Lorsque nous avons examiné l'ensemble de ces données au début de mars, nous sommes arrivés à la conclusion que nous disposions, à court terme, de la latitude voulue pour assouplir la politique monétaire sans provoquer de pressions sur la capacité et l'inflation. Nous avons donc abaissé le taux d'escompte de 50 points de base le 6 mars dernier, ce qui porte le total des réductions depuis janvier à 75 points de base.
Avant de prendre cette mesure, nous avons aussi tenu compte des incertitudes entourant le moment et l'ampleur de la reprise attendue aux États-Unis, et de leurs conséquences sur la croissance de la demande globale au Canada. La Banque reste d'avis que la réduction des taux d'intérêt au pays et la hausse des revenus disponibles alimentée par les récentes baisses d'impôts devraient aider à soutenir l'expansion de la demande intérieure au deuxième semestre de l'année.
L'impulsion additionnelle donnée à l'économie est compatible avec le maintien de l'inflation mesurée par l'indice de référence à près de 2 %, soit le point médian de la fourchette de maîtrise de 1 à 3 % que vise la Banque. Pour ce qui est du taux d'augmentation de l'IPC global, nous prévoyons encore qu'il baissera pour s'établir autour de 2 % au second semestre, en supposant que les cours mondiaux du pétrole demeurent environ aux niveaux actuels.

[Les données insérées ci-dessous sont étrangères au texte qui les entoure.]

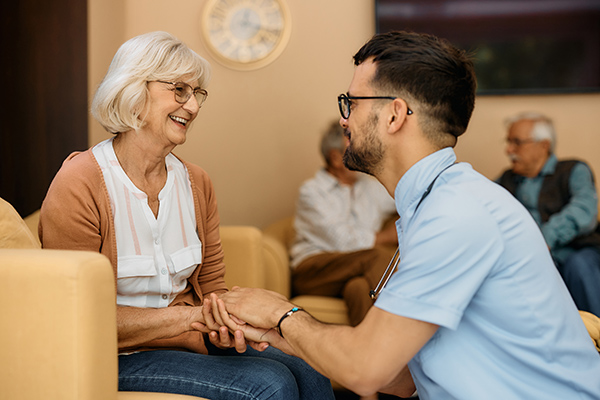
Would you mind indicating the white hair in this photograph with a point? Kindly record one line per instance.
(543, 128)
(122, 94)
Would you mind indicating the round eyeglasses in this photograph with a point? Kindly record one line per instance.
(345, 103)
(183, 92)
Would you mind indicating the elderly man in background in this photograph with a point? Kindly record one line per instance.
(340, 246)
(561, 197)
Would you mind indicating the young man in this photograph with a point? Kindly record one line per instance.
(476, 308)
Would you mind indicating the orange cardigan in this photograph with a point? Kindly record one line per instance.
(76, 215)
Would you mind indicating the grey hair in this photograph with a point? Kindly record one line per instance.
(122, 94)
(332, 139)
(543, 128)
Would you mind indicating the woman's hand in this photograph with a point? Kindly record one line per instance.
(218, 334)
(258, 338)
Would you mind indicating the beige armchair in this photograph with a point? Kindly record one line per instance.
(277, 239)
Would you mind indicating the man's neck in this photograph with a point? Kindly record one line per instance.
(343, 176)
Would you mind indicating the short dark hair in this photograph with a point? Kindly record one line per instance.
(429, 70)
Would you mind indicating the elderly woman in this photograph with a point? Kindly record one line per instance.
(155, 217)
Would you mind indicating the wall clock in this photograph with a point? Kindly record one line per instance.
(246, 34)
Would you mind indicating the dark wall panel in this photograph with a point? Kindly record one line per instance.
(43, 105)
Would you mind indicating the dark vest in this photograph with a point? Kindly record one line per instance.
(554, 195)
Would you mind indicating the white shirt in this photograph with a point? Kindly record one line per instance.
(331, 217)
(156, 255)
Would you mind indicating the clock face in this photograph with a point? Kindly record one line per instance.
(246, 34)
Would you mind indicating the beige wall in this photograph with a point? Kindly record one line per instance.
(257, 135)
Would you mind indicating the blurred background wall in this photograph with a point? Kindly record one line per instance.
(258, 133)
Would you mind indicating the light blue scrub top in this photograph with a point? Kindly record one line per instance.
(474, 262)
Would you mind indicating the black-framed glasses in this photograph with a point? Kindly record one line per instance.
(183, 92)
(345, 103)
(389, 271)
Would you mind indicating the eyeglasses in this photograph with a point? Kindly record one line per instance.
(518, 142)
(183, 92)
(345, 103)
(389, 271)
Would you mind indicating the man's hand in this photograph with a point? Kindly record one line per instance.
(218, 334)
(259, 338)
(258, 307)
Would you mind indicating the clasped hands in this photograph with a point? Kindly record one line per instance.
(244, 316)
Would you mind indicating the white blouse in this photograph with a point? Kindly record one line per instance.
(156, 255)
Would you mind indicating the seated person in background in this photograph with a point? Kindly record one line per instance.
(339, 217)
(476, 309)
(561, 197)
(155, 217)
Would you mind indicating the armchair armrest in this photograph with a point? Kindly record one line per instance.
(59, 338)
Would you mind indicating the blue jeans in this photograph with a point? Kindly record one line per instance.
(581, 273)
(223, 374)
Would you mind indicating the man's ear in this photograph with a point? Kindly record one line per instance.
(398, 114)
(336, 158)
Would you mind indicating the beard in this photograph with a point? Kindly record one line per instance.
(367, 158)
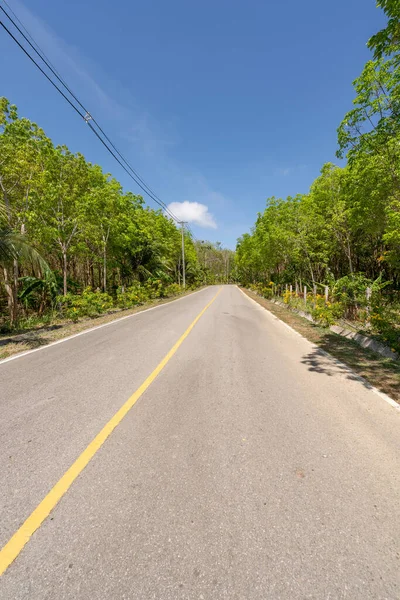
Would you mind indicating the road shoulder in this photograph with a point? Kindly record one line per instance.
(382, 373)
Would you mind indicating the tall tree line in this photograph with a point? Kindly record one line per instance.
(349, 222)
(88, 230)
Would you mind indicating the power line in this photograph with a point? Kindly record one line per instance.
(87, 116)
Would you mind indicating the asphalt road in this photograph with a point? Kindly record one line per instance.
(253, 467)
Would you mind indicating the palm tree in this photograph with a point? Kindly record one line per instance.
(15, 247)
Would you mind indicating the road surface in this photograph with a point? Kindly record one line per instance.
(252, 466)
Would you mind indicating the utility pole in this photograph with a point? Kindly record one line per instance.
(182, 224)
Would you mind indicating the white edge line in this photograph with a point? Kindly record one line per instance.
(370, 387)
(74, 335)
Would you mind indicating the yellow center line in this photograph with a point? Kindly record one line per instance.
(21, 537)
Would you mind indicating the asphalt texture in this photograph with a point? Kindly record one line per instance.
(253, 467)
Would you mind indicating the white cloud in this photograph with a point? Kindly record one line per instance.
(193, 212)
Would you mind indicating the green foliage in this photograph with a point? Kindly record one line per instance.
(345, 232)
(63, 215)
(88, 304)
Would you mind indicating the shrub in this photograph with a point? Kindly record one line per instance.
(88, 304)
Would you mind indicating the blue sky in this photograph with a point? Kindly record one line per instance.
(221, 103)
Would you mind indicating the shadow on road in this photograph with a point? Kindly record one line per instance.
(384, 373)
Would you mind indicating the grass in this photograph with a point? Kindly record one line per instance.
(40, 335)
(380, 372)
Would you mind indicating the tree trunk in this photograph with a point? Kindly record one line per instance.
(104, 269)
(65, 272)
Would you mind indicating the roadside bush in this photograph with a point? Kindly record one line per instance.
(325, 313)
(173, 289)
(88, 304)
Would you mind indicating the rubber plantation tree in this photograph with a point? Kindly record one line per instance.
(23, 147)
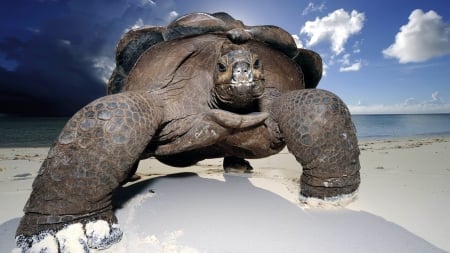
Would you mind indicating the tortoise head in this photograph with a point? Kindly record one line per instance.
(238, 78)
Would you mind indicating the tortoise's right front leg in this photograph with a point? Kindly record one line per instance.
(70, 203)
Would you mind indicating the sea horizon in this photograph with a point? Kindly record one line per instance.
(34, 131)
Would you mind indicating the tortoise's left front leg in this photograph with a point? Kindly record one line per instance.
(318, 130)
(70, 204)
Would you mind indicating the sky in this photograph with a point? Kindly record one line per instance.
(383, 56)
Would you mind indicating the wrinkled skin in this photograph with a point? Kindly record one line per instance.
(226, 90)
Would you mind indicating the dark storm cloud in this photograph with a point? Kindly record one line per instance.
(53, 64)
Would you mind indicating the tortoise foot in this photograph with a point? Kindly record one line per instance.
(79, 236)
(232, 164)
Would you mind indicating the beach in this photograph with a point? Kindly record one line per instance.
(402, 206)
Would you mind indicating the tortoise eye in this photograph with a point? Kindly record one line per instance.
(221, 67)
(257, 64)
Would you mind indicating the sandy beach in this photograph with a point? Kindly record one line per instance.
(403, 204)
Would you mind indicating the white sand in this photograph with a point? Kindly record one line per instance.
(403, 204)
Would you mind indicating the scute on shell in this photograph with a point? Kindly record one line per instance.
(135, 42)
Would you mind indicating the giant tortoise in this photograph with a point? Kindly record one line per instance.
(205, 86)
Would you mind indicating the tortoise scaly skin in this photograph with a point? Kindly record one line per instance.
(205, 86)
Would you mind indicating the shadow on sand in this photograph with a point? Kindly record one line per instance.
(186, 212)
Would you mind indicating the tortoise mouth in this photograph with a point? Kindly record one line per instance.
(240, 94)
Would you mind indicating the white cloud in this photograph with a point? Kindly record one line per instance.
(297, 40)
(410, 105)
(335, 28)
(424, 37)
(347, 66)
(354, 67)
(312, 8)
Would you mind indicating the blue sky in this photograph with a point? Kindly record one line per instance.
(380, 56)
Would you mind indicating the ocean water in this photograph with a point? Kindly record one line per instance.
(41, 132)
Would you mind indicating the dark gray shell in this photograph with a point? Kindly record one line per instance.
(135, 42)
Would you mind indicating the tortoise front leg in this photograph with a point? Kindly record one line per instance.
(93, 155)
(318, 130)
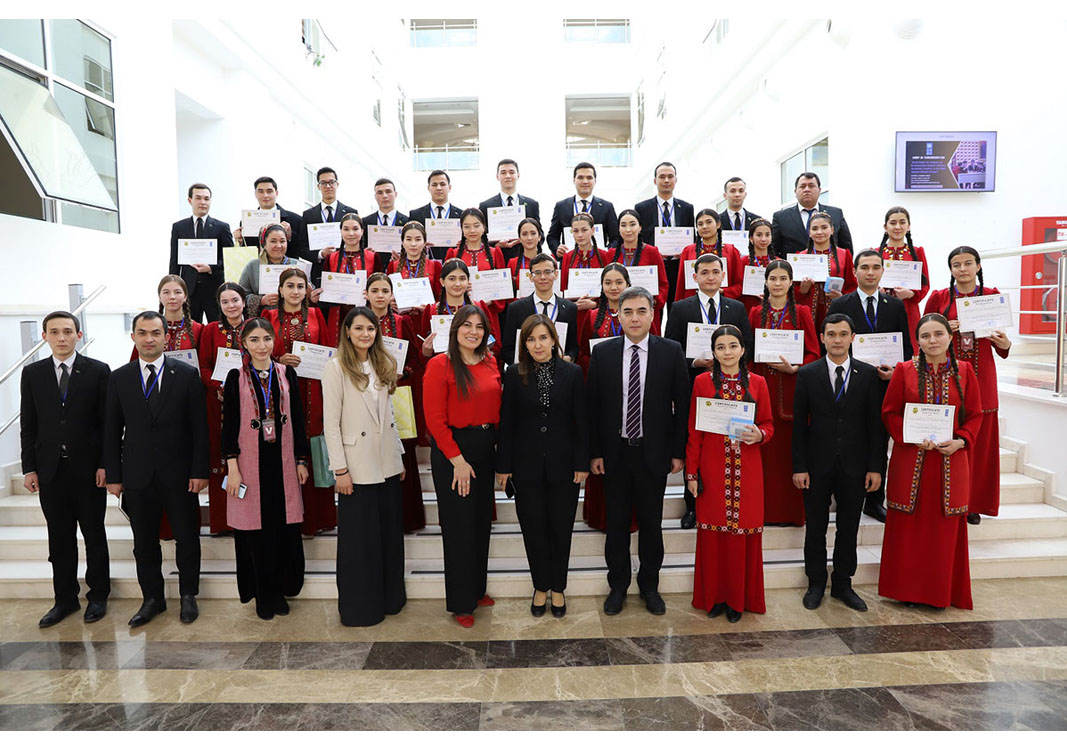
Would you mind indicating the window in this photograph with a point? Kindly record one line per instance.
(444, 32)
(814, 158)
(446, 134)
(598, 130)
(596, 30)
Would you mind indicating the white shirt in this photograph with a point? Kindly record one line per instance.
(642, 355)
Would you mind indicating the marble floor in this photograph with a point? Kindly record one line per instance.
(1000, 666)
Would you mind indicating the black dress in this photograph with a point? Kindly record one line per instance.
(270, 561)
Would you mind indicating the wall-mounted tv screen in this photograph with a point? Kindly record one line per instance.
(962, 161)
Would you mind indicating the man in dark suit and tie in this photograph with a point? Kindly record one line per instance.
(838, 450)
(638, 414)
(582, 202)
(872, 312)
(789, 227)
(202, 280)
(62, 424)
(710, 307)
(544, 271)
(156, 459)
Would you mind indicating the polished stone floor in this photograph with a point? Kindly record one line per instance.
(1000, 666)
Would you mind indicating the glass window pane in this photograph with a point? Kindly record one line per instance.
(24, 37)
(82, 57)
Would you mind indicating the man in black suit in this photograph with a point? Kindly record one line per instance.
(156, 459)
(789, 227)
(638, 414)
(62, 424)
(583, 201)
(202, 280)
(839, 450)
(710, 307)
(544, 272)
(872, 312)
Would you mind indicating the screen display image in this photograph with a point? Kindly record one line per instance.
(960, 161)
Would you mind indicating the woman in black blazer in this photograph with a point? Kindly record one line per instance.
(544, 448)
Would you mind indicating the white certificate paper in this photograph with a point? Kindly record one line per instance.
(197, 252)
(809, 266)
(928, 421)
(313, 358)
(492, 285)
(877, 349)
(671, 240)
(344, 288)
(322, 236)
(774, 342)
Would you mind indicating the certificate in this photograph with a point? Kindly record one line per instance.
(504, 222)
(723, 417)
(698, 340)
(671, 240)
(225, 360)
(902, 273)
(322, 236)
(255, 220)
(411, 292)
(344, 288)
(397, 348)
(384, 239)
(197, 252)
(313, 358)
(983, 315)
(770, 344)
(878, 349)
(809, 266)
(492, 285)
(928, 421)
(443, 233)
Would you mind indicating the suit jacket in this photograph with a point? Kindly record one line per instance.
(665, 404)
(48, 423)
(168, 441)
(649, 212)
(890, 317)
(213, 229)
(602, 211)
(688, 310)
(824, 429)
(789, 234)
(535, 442)
(519, 310)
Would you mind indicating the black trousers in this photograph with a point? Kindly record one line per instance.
(628, 488)
(546, 516)
(847, 490)
(370, 553)
(68, 500)
(145, 510)
(465, 522)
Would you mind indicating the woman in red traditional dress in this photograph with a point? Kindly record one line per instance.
(924, 557)
(710, 240)
(967, 281)
(395, 325)
(896, 244)
(223, 334)
(783, 503)
(726, 475)
(295, 322)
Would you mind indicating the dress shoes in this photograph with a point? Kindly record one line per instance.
(189, 609)
(58, 612)
(150, 608)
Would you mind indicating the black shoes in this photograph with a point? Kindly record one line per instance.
(149, 609)
(58, 612)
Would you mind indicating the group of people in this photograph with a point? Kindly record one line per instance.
(536, 396)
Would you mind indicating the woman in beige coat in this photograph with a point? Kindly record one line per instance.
(365, 456)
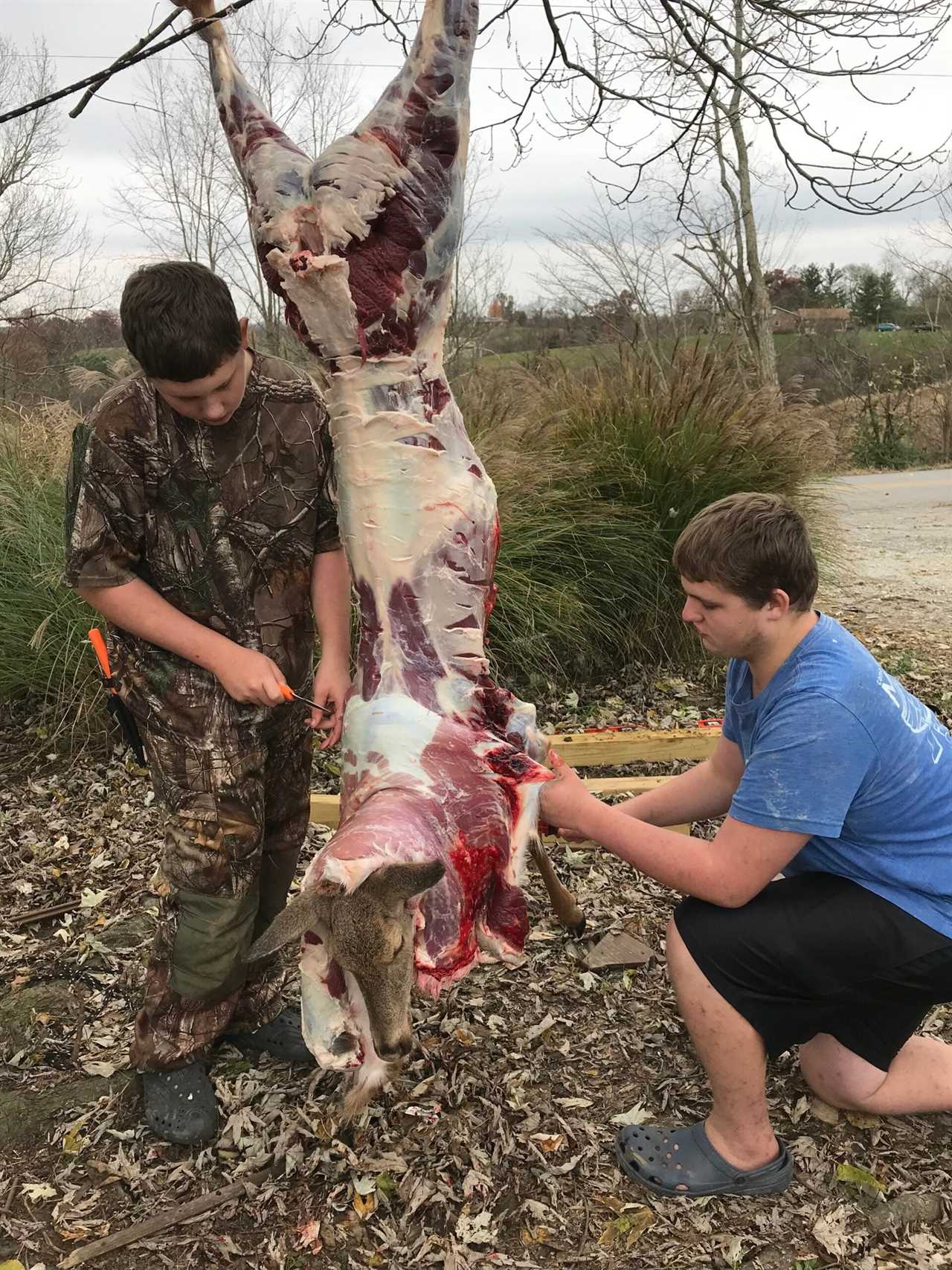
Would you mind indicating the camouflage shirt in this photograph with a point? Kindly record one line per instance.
(222, 521)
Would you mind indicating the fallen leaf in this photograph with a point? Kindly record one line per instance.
(862, 1119)
(634, 1115)
(540, 1029)
(476, 1230)
(627, 1228)
(39, 1190)
(820, 1110)
(550, 1142)
(364, 1205)
(309, 1236)
(386, 1185)
(831, 1232)
(860, 1178)
(74, 1142)
(100, 1068)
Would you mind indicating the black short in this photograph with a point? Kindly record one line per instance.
(820, 954)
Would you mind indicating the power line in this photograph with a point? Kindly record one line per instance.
(129, 59)
(382, 66)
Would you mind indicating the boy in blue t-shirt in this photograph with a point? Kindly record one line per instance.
(831, 774)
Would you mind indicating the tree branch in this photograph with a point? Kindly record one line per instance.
(123, 62)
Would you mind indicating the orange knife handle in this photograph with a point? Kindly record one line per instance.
(95, 639)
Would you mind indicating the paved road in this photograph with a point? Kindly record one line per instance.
(896, 539)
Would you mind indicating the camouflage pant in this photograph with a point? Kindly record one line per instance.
(238, 815)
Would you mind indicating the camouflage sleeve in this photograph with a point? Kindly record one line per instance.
(104, 511)
(327, 535)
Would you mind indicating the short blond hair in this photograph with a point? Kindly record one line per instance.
(752, 545)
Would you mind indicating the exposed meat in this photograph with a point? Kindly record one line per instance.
(438, 760)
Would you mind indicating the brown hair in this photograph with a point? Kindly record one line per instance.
(178, 321)
(752, 545)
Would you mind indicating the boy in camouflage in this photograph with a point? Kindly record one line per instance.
(199, 525)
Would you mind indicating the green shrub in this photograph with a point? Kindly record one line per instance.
(596, 474)
(43, 647)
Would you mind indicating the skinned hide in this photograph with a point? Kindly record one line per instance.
(438, 763)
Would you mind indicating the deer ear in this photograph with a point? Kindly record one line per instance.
(399, 883)
(303, 914)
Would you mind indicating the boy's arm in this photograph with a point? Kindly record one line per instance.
(330, 600)
(136, 607)
(729, 871)
(704, 793)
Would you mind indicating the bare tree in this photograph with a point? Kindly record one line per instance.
(730, 242)
(43, 247)
(187, 199)
(706, 77)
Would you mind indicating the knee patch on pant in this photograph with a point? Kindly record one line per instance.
(211, 940)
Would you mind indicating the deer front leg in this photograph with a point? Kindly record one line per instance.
(564, 903)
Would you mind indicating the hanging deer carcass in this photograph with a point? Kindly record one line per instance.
(441, 766)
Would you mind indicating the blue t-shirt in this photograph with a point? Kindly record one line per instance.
(837, 748)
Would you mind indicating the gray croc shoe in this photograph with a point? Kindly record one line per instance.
(682, 1162)
(179, 1106)
(281, 1038)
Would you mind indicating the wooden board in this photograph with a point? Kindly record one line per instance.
(611, 748)
(614, 952)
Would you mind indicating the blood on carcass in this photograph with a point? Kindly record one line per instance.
(438, 761)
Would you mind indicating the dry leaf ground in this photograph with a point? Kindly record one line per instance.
(494, 1149)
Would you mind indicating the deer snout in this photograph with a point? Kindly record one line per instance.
(393, 1049)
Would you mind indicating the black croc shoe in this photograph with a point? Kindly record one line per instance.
(682, 1162)
(179, 1106)
(281, 1038)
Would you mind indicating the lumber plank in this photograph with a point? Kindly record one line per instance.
(612, 748)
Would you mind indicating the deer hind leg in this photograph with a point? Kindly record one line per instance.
(564, 903)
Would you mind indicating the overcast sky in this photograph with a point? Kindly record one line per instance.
(553, 179)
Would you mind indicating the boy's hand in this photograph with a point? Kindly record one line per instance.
(249, 676)
(565, 801)
(332, 684)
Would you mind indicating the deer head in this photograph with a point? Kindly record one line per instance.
(370, 932)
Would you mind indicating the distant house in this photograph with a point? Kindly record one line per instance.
(823, 321)
(785, 321)
(811, 321)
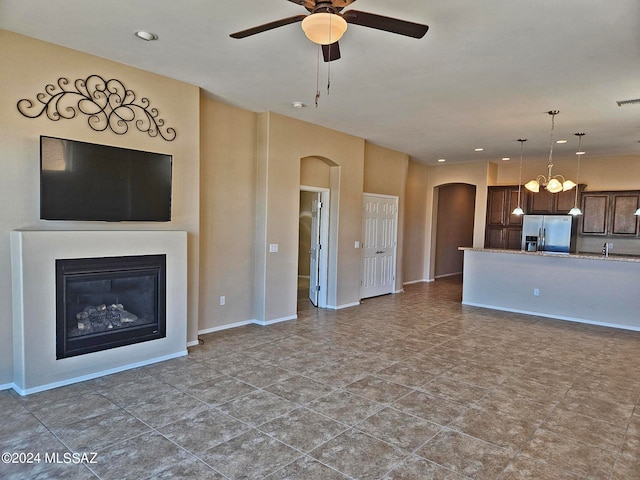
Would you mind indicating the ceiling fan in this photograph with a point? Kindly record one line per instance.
(325, 24)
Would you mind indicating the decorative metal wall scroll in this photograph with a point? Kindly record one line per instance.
(107, 103)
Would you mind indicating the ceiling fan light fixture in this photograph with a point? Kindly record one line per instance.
(324, 28)
(532, 186)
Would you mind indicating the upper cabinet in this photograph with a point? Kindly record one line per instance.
(503, 229)
(610, 213)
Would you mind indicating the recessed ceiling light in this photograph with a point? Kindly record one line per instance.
(148, 36)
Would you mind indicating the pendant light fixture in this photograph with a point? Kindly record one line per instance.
(518, 210)
(552, 183)
(576, 210)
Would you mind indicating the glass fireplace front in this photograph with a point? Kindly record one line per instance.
(109, 302)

Par conséquent, nous restons relativement optimistes quant aux perspectives économiques du Canada pour le reste de l'année et le début de 2002. Mais, étant donné les incertitudes qui planent, nous continuerons de suivre de près l'évolution de la situation, ici et à l'étranger.
Conclusion
Permettez-moi maintenant de conclure.
L'interdépendance croissante des économies nationales, les mouvements considérables de capitaux et les nouvelles sources de risques potentiels découlant de la mondialisation ont fait pleinement ressortir l'importance de politiques macroéconomiques saines et de systèmes financiers robustes et efficients.
L'utilisation par la Banque de cibles d'inflation pour la conduite de la politique monétaire, notre régime de changes flottants et la transparence des mesures de politique se sont avérés précieux durant les périodes difficiles que nous avons dû traverser au cours de la dernière décennie.
Les Canadiens peuvent être fiers de leur système financier, dont la solidité et l'efficience sont reconnues mondialement. Mais pour que notre système demeure solide et efficient, nous devons faire en sorte que ceux parmi nous qui veillent à la stabilité financière évoluent au même rythme que les marchés.
La Banque du Canada continuera de travailler étroitement avec ses partenaires canadiens et étrangers afin de renforcer la stabilité financière, chez nous et ailleurs dans le monde. Car, pour paraphraser John Donne, de nos jours, nul pays n'est une île complète en elle-même.